This repo is a minimalist implementation of a Mini-BERT for Text Classification. As pretrained models are getting bigger and bigger, it is important to allow young researchers without many resources to try and experiment new architectures.
This repo is based on Minimalist Implementation of a BERT Sentence Classifier which is founded on the following libraries:
The datasets were originally downloaded from Assignment 1 of the course Neural Networks for NLP.
This project uses Python 3
Create a virtual env with (outside the project folder):
virtualenv -p python3 minibert-env
source minibert-env/bin/activate
Install the requirements (inside the project folder):
pip install -r requirements.txt
python training.py
Available commands:
Training arguments:
optional arguments:
--seed Training seed.
--distributed_backend Supports three options: dp
--use_16bit If true uses 16 bit precision
--batch_size Batch size to be used.
--accumulate_grad_batches Accumulated gradients runs K small batches of \
size N before doing a backwards pass.
--log_gpu_memory Uses the output of nvidia-smi to log GPU usage. \
Might slow performance.
--val_percent_check If you dont want to use the entire dev set, set \
how much of the dev set you want to use with this flag.
Early Stopping/Checkpoint arguments:
optional arguments:
--metric_mode If we want to min/max the monitored quantity.
--min_epochs Limits training to a minimum number of epochs
--max_epochs Limits training to a max number number of epochs
--save_top_k The best k models according to the quantity \
monitored will be saved.
Model arguments:
optional arguments:
--encoder_learning_rate Encoder specific learning rate.
--learning_rate Classification head learning rate.
--class_weights Weights for each of the classes we want to tag.
--warmup_steps Scheduler warmup steps.
--dropout Dropout to be applied to the BERT embeddings.
--train_csv Path to the file containing the train data.
--dev_csv Path to the file containing the dev data.
--test_csv Path to the file containing the test data.
--loader_workers How many subprocesses to use for data loading.

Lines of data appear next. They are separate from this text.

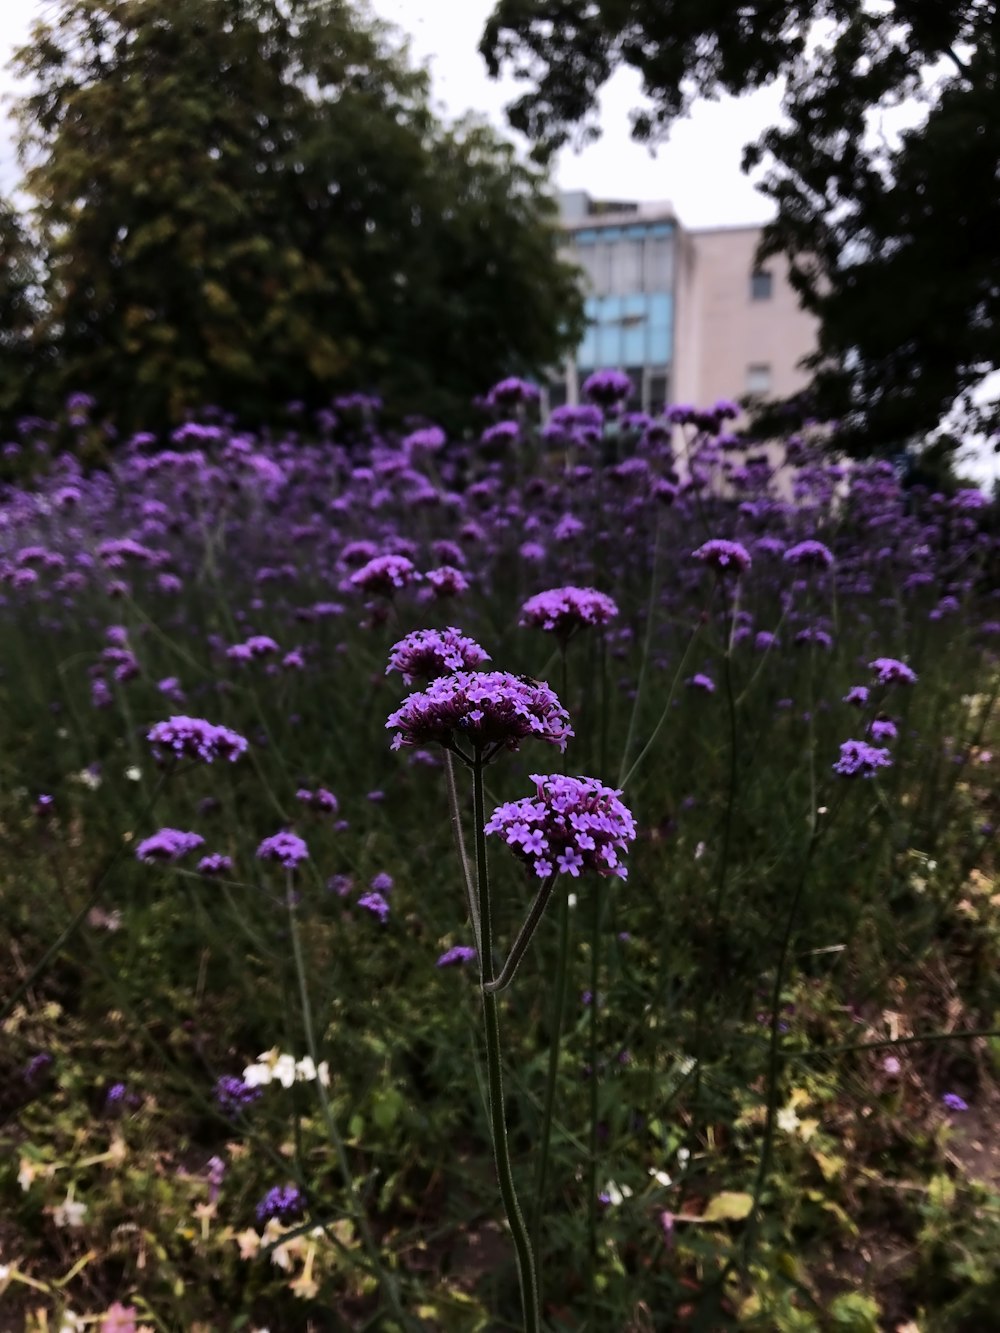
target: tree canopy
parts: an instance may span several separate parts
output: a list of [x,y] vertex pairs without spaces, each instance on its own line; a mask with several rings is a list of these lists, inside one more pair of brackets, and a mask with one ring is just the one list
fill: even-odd
[[[923,435],[1000,362],[998,45],[996,0],[499,0],[481,50],[528,80],[510,120],[542,159],[597,133],[622,65],[649,140],[696,97],[785,79],[783,123],[744,161],[778,210],[761,258],[788,255],[820,320],[805,410],[862,453]],[[880,115],[908,98],[923,119],[887,141]]]
[[15,68],[52,387],[126,426],[366,388],[447,414],[582,318],[543,174],[347,0],[59,0]]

--label_set Set of labels we want to use in our classification task (e.g: 'pos,neg')
Training command example:
python training.py \
--gpus 1 \
--distributed_backend dp \
--batch_size 6 \
--accumulate_grad_batches 2 \
--loader_workers 4 \
--nr_frozen_epochs 1
Testing the model on shell:
python interact.py --experiment experiments/lightning_logs/version_{date}
Launch tensorboard with:
tensorboard --logdir="experiments/lightning_logs/"
To make sure all the code follows the same style we use Black.